C'est pourquoi, Greenpeace invite l'ensemble des décideurs politiques du monde à cesser progressivement de soutenir toute production énergétique d'origine fossile ou nucléaire. Cette (r)évolution devrait être accomplie d'ici 2010.
Réduire de moitié les émissions planétaires de CO2 impose à la Belgique une réduction de 70% de ces émissions, à l'horizon 2050 en se basant sur l'année de référence 1990 (NDLR: Scénario pour la Belgique, déjà publié en juin 2006 – résumé exécutif disponible en français) (2).
Il s'agit d'un objectif parfaitement atteignable si l'on se décide (enfin) à fermer progressivement les centrales au charbon et à sortir du nucléaire (même sans attendre l'échéance légale).
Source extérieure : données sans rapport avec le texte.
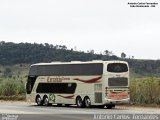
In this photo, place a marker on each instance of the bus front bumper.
(117, 101)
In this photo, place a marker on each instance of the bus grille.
(98, 97)
(119, 81)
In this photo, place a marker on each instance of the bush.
(10, 88)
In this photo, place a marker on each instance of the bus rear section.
(117, 84)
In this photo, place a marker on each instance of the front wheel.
(39, 101)
(79, 102)
(46, 101)
(87, 102)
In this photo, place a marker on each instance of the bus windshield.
(117, 67)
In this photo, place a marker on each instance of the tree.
(108, 53)
(123, 55)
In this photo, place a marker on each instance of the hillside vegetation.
(15, 60)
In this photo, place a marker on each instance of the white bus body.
(96, 83)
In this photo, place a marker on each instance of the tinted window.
(117, 67)
(67, 70)
(68, 88)
(30, 83)
(120, 81)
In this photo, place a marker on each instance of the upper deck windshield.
(117, 67)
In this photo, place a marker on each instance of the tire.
(87, 102)
(79, 102)
(109, 106)
(59, 105)
(39, 101)
(46, 101)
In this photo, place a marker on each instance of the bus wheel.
(87, 102)
(46, 101)
(79, 102)
(109, 106)
(39, 101)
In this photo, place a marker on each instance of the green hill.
(27, 53)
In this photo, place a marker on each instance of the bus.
(84, 84)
Pour atteindre cet objectif, il faut toutefois miser rapidement sur la carte de l'efficacité énergétique.
Le scénario établi pour la Belgique démontre qu'il est nécessaire de réduire de 40% notre consommation énergétique. Une fois cette réduction réalisée, la Belgique pourra produire 65% de son électricité au départ d'énergies renouvelables.
“Les énergies renouvelables ont tout le potentiel requis pour devenir notre principale source d'énergie. Ce potentiel ne pourra toutefois pas être réalisé sans des choix politiques judicieux. Les ministres de l'énergie européens peuvent nous engager dans la bonne voie, notamment lors du Conseil des ministres européen du 25 février prochain, ajoute Wendel Trio, directeur des campagnes de Greenpeace Belgique.”
C'est le bon cénacle pour améliorer la proposition de la Commission européenne, notamment en fixant des objectifs par secteurs (e.a. électricité, chauffage et réfrigération). Des objectifs européens non-sectoriels ne permettent, en effet, pas de stimuler l’investissement.
“Greenpeace attend du ministre fédéral de l'Energie, Marc Verwilghen et de ses confrères européens un renforcement des objectifs définis pour l'Europe. Pour être efficace, il faut par exemple viser à produire 35% de notre électricité au départ de renouvelables et tendre à un objectif de 25% pour le secteur du chauffage et de la réfrigération, conclut Wendel Trio. Il s’agit d’objectifs réalisables à l’horizon 2020.”
Pour Greenpeace, il est également essentiel d'affiner et de concrétiser le plan d'action européen pour l'efficacité énergétique. En Belgique comme dans les autres états membres, des objectifs contraignants doivent être définis, en accord avec les propositions de la Commission visant à une réduction annuelle de 1% de notre consommation énergétique.